Hi lostinidlewonder,

For around 3 months or so, I exclusively worked on pieces, 3 to 7 grades lower, than my "maximum potential". I even played pre Grade 1/preparatory pieces. I wouldn't say "I worked on them".  If I did have to, it was minimal. Grades 1 to 4 pieces varied, from "mastery" in 30 minutes on the lower end of that range to maybe 3 hours, give or take on the higher.

I had several reasons for doing this:

1. I found "certain key signatures" had been neglected. I suspect this happens a lot.
2. I wasn't sure I had studied enough AMB pieces.
3. Some pieces I just played/studied just for fun. This is a really good reason!

I studied genres other than baroque, classical and romantic. They may only have been grade 1, but I found some to be surprisingly challenging. Years of classical training wasn't all that applicable.
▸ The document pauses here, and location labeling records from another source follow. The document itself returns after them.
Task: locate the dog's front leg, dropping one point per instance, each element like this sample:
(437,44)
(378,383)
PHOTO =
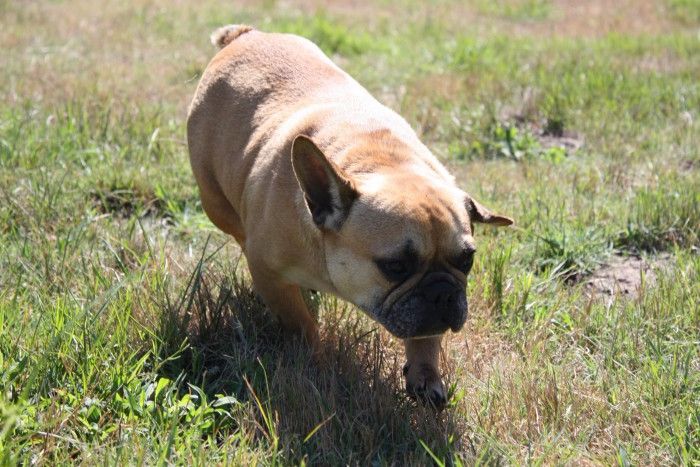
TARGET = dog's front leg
(287,302)
(422,370)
I probably spent at least an entire month on "Connections 1" for piano by Christopher Norton. This book has 30 nonclassical pieces. Jazz, rock, blues, Latin, swing, country, funk and reggae. I learned one piece a day.

The sonatina Alberti bass left hand accompaniment was nonexistent. These pieces had "walking bass" accompaniments. Right hand scalar passages, no, didn't see any of those neither.

No minuets or gigues but instead bouncy, rhythmical coordination challenges with lots of unexpected accidentals. Reminds me sort of like the "wrong note" piece by Beethoven. Ecossaise in G I think.

Then I started "Norton's grade 2" and another month goes by.

Yes, I learned quite a bit studying maybe 100 pieces or so over several months. However, I view this as "sideways" progress. I shifted/lost my focus or goals I had for myself. I wonder if this is/was the right thing. I was supposed to be working on "Venetian Boat Song" Op. 30, no. 6 by Mendelssohn.

All these "easy" pieces made me lazy! I believe this to be one of the few dangers of  "learning too many easy pieces"!

Efficient learning, learning pieces with a controlled rate where you notice the improvement during every practice session, is a good study environment to put yourself in. People tend to frustrate themselves with tough pieces which takes them extended time to first get their hands around then followed by a half baked attempt at mastering the expression.

I stopped "easy" piece practice 3 weeks ago and resumed my former goals.

I did notice improvement during every practice session with the Bach Invention #1 but it still took 20+ hours. I'm not sure if this is considered "extended time or not" for this piece but it sure felt like it after doing those other 1 hour pieces!

Maybe the additional AMB pieces were more beneficial than I give them credit for, Joe.